Mary Gethins, 48 ans, fait elle partie des patrouilles du métro. Elle distribue aux sans-abri, sur une ligne qui relie le Queens à Manhattan, de petits paquets contenant des lingettes, un masque et un peu de nourriture.

PHOTO ANGELA WEISS, AUX SANS-ABRI

C’est le souvenir de sa mère agressée sous ses yeux, quand elle avait 5 ans, qui l’a poussée à rejoindre les Guardian Angels il y a 22 ans.

« Plus de cerveau, moins de muscles »

« C’est gênant de devoir faire ça, mais ça leur remonte le moral pour quelques secondes », dit-elle.

Damon, un sans-abri de 67 ans, lui en est reconnaissant : « Il n’y a pas beaucoup d’humanité dans ce pays, mais chez eux il y en a un peu ».

Les bénévoles des Guardian Angels sont de diverses origines. Chaque nouvelle recrue suit une formation de trois mois, alliant techniques d’auto-défense et secourisme avant de sortir en patrouille, et tout le monde n’est pas accepté.  

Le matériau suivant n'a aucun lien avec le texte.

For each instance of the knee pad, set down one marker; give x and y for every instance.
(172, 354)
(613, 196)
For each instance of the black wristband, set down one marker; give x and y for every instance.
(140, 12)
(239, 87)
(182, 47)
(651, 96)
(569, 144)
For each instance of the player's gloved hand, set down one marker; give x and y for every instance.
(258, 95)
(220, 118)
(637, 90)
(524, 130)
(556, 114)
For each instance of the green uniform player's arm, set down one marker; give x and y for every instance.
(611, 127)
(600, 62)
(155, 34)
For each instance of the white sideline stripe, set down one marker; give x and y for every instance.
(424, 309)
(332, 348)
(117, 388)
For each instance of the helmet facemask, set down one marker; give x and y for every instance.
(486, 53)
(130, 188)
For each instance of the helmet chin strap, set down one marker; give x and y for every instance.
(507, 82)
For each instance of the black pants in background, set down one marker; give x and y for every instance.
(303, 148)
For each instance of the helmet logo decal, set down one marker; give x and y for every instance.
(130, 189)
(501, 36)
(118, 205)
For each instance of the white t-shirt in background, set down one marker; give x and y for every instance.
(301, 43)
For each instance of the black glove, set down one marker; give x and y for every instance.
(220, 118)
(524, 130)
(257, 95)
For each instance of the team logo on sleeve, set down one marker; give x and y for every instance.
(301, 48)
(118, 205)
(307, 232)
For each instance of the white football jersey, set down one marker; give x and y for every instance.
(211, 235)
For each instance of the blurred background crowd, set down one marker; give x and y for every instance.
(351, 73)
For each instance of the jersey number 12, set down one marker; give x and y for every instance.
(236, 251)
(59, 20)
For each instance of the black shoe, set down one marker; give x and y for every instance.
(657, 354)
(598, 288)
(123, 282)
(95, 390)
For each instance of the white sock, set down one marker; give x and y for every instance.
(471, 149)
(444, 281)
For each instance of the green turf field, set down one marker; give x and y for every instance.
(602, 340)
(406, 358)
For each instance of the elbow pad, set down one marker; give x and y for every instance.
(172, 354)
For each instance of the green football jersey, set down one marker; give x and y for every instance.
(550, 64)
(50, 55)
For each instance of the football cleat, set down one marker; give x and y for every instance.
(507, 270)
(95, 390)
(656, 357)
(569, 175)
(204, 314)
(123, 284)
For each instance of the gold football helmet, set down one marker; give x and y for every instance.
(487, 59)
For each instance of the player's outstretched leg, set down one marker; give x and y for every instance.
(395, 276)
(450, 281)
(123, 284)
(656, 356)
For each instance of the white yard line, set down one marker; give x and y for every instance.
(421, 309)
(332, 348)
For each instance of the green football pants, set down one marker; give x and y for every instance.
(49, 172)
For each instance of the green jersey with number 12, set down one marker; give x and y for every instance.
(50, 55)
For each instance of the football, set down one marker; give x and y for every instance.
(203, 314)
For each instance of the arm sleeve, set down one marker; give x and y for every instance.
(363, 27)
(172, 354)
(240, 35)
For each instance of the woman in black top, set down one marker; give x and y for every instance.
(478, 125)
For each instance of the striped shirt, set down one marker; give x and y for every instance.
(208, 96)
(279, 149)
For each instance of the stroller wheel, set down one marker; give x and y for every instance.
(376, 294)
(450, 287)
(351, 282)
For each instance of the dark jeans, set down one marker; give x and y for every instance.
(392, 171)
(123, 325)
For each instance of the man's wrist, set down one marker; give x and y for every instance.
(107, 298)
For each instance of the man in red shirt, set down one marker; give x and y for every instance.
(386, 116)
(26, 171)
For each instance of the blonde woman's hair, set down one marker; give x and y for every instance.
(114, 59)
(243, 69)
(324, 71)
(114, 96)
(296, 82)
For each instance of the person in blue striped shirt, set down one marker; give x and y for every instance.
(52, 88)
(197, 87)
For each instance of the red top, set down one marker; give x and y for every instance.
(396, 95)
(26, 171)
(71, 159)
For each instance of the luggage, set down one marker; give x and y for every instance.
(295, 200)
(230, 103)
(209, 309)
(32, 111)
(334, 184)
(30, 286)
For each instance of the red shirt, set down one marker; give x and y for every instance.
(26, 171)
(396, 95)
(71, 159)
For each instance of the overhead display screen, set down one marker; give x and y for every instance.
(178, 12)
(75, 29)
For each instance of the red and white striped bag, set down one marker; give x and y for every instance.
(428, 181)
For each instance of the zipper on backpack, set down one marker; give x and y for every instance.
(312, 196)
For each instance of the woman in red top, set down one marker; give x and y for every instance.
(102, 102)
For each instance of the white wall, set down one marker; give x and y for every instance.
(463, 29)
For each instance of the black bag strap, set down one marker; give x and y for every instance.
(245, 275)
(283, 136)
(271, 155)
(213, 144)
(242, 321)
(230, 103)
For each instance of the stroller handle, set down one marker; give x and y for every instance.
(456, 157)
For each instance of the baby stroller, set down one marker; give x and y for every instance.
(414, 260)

Mais depuis le départ, ces milices citoyennes connaissent la controverse.

Au début, les autorités les considéraient comme un gang, et en 1992, M. Sliwa avouait avoir menti sur de prétendus exploits réalisés face à de vrais criminels, pour gagner en notoriété.

Cette année-là, il prit cinq balles dans le dos : la justice fédérale inculpa de tentative de meurtre John A. Gotti, fils du célèbre parrain de la mafia John Gotti, mais il ne fut jamais condamné.

Plus généralement, les critiques estiment que la lutte contre la criminalité revient à la police et non à des groupes privés. Et certains se demandent pourquoi les Guardian Angels existent encore alors que la criminalité a chuté à New York depuis la fin des années 90.

M. Sliwa rejette ces critiques. « Actuellement on manque de policiers », dit-il. « On a besoin de citoyens pour protéger les plus vulnérables : les sans-abri, les gens qui ont des problèmes mentaux, les personnes âgées, les femmes, les enfants ».  

Arnaldo Salinas reconnaît que les temps ont changé et qu’aujourd’hui les membres de sa brigade doivent utiliser « leur cerveau plus que leurs muscles ».

« La raison pour laquelle nous sommes là depuis 41 ans, c’est parce que nous savons nous adapter », promet-il.